Impressed as he is by Fugaku, Dongarra cautioned that the new no. 1 system is not an exascale supercomputer.

“No, I would not pose it as the first exascale machine,” he said. “The Summit machine had a peak performance over an exaflop – I think the peak for Summit was about three exaflops, but it couldn’t achieve that on the (LINPACK) benchmark. And for most scientific applications, we talk about 64-bit computation. So for 64-bit, we’re still under an exaflop.”

Taking the list in aggregate, the TOP500 totals 2.23 exaflops, up from 1.65 exaflops six months ago. The majority of that increase is the result of the new number one Fugaku supercomputer.  The new entry point on the list (system number 500) is 1.24 petaflops, only a slight increase from the previous list. Overall the number of new systems in the list is only 51, a record low since the beginning of the TOP500 in 1993.

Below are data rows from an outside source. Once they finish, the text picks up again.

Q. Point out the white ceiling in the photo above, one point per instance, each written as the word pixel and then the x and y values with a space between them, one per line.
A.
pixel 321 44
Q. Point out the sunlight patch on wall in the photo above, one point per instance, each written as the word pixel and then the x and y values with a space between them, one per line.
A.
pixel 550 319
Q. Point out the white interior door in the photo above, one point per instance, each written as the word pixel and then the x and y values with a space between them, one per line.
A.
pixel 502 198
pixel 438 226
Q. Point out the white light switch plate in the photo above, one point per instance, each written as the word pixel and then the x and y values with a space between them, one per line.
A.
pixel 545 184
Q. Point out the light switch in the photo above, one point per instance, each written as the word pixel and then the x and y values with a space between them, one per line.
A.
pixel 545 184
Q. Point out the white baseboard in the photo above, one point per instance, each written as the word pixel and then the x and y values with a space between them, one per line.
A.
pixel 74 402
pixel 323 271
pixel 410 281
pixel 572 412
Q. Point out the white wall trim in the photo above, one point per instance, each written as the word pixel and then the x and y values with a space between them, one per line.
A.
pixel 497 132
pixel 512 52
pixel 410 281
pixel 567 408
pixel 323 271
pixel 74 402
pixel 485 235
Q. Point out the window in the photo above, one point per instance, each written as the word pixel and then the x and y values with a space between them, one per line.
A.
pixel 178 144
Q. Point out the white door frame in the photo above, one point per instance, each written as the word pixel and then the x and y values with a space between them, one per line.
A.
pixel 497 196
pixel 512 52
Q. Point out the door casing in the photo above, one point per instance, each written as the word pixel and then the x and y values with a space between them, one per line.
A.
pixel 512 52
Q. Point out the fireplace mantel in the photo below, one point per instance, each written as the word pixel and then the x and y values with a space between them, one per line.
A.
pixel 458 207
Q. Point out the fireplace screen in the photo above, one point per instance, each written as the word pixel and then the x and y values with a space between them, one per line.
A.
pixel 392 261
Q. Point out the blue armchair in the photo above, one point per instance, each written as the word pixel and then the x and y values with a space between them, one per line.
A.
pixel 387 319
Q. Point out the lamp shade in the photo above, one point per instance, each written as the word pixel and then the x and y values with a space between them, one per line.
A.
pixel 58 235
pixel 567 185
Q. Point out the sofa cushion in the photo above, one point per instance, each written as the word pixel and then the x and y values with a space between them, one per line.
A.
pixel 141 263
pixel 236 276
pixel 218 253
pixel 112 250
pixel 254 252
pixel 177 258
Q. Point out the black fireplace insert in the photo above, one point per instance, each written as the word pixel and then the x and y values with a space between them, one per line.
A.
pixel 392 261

TOP500 said China dominates the list with 226 supercomputers. The U.S. is number two with 114; Japan third with 30; France has 18; and Germany claims 16. Despite coming in second on system count, the US continues to edge out China in aggregate list performance with 644 petaflops to China’s 565 petaflops. Japan, with its significantly smaller system count, delivers 530 petaflops, TOP500 reported.

The organization said 144 systems on the list use accelerators (135 use Nvidia GPUs) or coprocessors, one less than six months ago.  As has been the case in the past, the majority of the systems equipped with accelerator/coprocessors (135) are using NVIDIA GPUs.

Having said that, the x86 continues to be the dominant processor architecture, it’s used in 481 of the 500 systems. Intel claims 469 of these, with AMD installed in 11 and Hygon in the remaining one.  Arm processors are present in just four TOP500 systems, three of which employ the new Fujitsu A64FX processor, with the remaining one powered by Marvell’s ThunderX2 processor, according to TOP500.

Comments

  1. Bob Ciotti says

    An important detail to pull out is that the HPCG performance of the Post-K machine is 5x that of Summit at a little north of 14 petaflops and twice Summits efficiency. That 5x multiplier is arguably the most relevant metric for the 64-bit boffin. The Japanese have shown tremendous leadership again and strategic focus while others struggle to incorporate stacked HBM memory designs into something that’s straight forward to program. Hopefully we can begin to see other HBM based designs that can better facilitate portability.